Um dos sintomas mais insidiosos do Alzheimer é a anosognosia, a falta de consciência sobre a própria condição. Um idoso pode ter dificuldades sérias para gerir suas finanças, mas ainda assim acreditar firmemente que é capaz de lidar com a tarefa, podendo até resistir a qualquer ajuda. Esse cenário cria uma vulnerabilidade enorme, abrindo portas para:
- Esquecimento de contas a pagar, levando a juros e multas desnecessários.
- Decisões financeiras ruins, como investimentos arriscados ou doações inadequadas.
- Exposição a golpes e fraudes, já que o idoso pode se tornar uma vítima fácil de criminosos que se aproveitam de sua confusão.
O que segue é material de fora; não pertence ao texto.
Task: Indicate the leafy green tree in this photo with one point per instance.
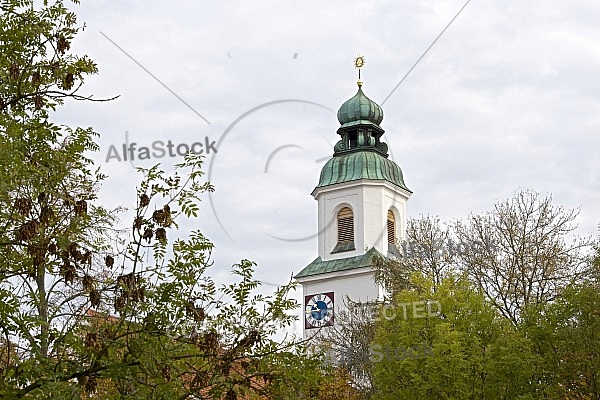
(468, 351)
(88, 310)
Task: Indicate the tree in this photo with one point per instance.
(88, 310)
(533, 259)
(468, 351)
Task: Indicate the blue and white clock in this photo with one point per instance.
(318, 310)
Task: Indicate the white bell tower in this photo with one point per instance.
(362, 200)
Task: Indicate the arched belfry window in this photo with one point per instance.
(391, 225)
(345, 223)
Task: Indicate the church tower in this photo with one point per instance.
(361, 198)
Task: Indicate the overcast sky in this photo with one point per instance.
(507, 99)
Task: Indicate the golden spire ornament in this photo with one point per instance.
(359, 61)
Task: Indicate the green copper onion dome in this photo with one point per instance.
(360, 110)
(361, 165)
(360, 153)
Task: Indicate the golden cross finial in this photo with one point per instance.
(359, 61)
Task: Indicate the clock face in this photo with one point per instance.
(318, 310)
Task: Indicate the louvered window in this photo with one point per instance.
(345, 225)
(391, 227)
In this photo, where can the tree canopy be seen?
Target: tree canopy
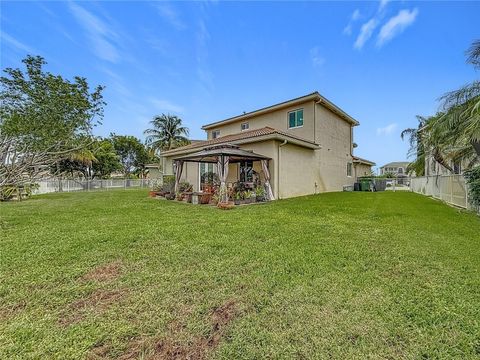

É nesse momento que a rede de apoio — familiares e amigos próximos — assume um papel crucial. Atuar como “guardiões” financeiros se torna uma responsabilidade essencial para proteger o patrimônio e a dignidade do idoso. A intervenção precoce e cuidadosa evita prejuízos significativos e garante que o planejamento financeiro de uma vida inteira não seja desfeito por uma doença.
Cuidar do futuro financeiro de quem amamos é também uma forma de cuidar de sua saúde e bem-estar.